A Conservative split may be the catharsis the party needs

Published by The Guardian (1st October, 2014)

The room was packed in anticipation of good debate. But from the start of the Conservative conference fringe event on immigration there was an air of unpleasant hostility from a group of older people – as I suggested the Tory party needed to adapt to the modern world, adopt a more rational approach to migration and reach out to younger voters and those from ethnic minorities.

One white-haired man yelled that I was a prat when I praised the global success of British universities. Another elderly woman called me stupid. A third person said I was pathetic. Afterwards, an activist told me of a friend who had bumped into a woman in a burka, then been abused.

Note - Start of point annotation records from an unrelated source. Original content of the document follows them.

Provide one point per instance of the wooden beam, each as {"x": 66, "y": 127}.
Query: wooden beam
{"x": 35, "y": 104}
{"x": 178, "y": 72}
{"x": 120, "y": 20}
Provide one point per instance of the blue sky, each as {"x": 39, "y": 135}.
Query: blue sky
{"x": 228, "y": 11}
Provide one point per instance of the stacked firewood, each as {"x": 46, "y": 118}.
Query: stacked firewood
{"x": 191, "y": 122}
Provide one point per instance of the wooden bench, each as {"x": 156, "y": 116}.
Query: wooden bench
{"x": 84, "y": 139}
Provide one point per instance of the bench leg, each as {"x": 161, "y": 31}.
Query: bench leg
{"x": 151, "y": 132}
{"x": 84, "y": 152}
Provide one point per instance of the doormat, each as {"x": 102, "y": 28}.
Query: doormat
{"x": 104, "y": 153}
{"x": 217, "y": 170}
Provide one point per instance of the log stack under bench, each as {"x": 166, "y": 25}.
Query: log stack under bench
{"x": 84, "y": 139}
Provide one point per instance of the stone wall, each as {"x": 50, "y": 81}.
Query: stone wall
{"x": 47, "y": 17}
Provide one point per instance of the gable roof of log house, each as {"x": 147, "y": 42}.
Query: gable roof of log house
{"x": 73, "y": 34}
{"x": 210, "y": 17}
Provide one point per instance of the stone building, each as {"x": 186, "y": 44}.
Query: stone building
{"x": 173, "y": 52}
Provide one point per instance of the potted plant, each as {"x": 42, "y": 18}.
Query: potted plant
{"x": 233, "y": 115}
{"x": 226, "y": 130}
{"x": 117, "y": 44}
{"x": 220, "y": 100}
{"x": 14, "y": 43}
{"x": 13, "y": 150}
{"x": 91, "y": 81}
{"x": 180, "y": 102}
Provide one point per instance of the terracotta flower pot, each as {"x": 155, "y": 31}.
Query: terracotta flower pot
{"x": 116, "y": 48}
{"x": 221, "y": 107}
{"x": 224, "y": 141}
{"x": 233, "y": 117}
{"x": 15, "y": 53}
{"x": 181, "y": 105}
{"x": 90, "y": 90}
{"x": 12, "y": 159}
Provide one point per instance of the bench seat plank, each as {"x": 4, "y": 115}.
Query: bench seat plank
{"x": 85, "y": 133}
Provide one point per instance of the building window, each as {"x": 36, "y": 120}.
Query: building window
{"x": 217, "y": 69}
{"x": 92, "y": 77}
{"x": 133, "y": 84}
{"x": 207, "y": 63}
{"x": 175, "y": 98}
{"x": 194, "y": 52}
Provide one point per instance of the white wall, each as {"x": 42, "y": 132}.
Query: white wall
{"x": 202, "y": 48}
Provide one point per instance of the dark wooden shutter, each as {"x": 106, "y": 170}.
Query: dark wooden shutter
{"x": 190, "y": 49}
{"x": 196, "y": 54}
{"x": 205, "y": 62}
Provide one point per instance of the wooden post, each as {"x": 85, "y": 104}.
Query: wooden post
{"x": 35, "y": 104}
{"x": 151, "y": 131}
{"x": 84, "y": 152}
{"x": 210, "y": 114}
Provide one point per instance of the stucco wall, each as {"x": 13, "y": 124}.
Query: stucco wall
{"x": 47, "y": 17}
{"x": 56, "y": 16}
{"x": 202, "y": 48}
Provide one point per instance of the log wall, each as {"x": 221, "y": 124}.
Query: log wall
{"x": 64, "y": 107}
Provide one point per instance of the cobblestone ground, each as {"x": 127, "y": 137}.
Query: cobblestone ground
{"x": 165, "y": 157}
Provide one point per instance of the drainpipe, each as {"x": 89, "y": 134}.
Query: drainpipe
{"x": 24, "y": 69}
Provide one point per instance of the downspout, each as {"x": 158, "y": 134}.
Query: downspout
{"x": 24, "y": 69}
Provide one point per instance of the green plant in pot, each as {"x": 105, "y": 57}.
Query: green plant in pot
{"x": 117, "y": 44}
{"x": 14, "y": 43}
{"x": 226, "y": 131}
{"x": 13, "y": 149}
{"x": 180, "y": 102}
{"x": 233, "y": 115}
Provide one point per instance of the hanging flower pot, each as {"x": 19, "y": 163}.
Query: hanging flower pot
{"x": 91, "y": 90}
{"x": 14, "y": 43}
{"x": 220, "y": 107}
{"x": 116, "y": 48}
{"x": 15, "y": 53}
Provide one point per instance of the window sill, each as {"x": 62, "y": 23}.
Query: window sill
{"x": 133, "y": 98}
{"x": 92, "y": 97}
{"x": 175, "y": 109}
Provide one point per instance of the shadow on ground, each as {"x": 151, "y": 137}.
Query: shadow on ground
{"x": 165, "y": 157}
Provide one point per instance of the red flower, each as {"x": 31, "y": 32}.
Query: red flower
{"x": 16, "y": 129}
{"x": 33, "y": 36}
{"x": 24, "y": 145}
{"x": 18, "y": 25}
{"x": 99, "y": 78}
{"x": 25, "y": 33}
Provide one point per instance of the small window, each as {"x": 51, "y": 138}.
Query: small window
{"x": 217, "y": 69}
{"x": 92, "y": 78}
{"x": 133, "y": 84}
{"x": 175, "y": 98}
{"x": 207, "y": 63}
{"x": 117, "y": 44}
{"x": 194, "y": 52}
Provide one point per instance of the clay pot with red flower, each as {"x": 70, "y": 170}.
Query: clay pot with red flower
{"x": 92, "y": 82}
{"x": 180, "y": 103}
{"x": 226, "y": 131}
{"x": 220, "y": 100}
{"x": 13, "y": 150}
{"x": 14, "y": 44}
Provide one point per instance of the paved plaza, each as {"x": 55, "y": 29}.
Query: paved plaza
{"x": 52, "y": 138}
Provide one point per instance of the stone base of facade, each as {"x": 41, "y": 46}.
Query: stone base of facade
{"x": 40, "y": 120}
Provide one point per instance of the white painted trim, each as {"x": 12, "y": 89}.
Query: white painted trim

She asked what could be done about “them”, referring to fellow British citizens her party should be aiming to win over.

Perhaps I was too confrontational over their prejudices, pointing out the hypocrisy of Britons who feel they have a God-given right to move anywhere on the planet but demand the drawbridge be pulled up over the channel. My fellow speakers, Andrew Green of Migration Watch and a thoughtful Liam Fox, proved more to the taste of these particular Tories – although others quietly urged me afterwards to keep fighting for progressive values.

The event underlined the strange mood in both Birmingham and British politics. Last week Labour, heading towards a hesitant return to power with the support of just over a third of voters, seemed subdued under a leader whose bungled speech underlined concerns over his abilities. This week the Tories seem similarly downbeat, despite the growing strength of the economy, and having seen their set-piece rocked by defections and an old-fashioned sex scandal.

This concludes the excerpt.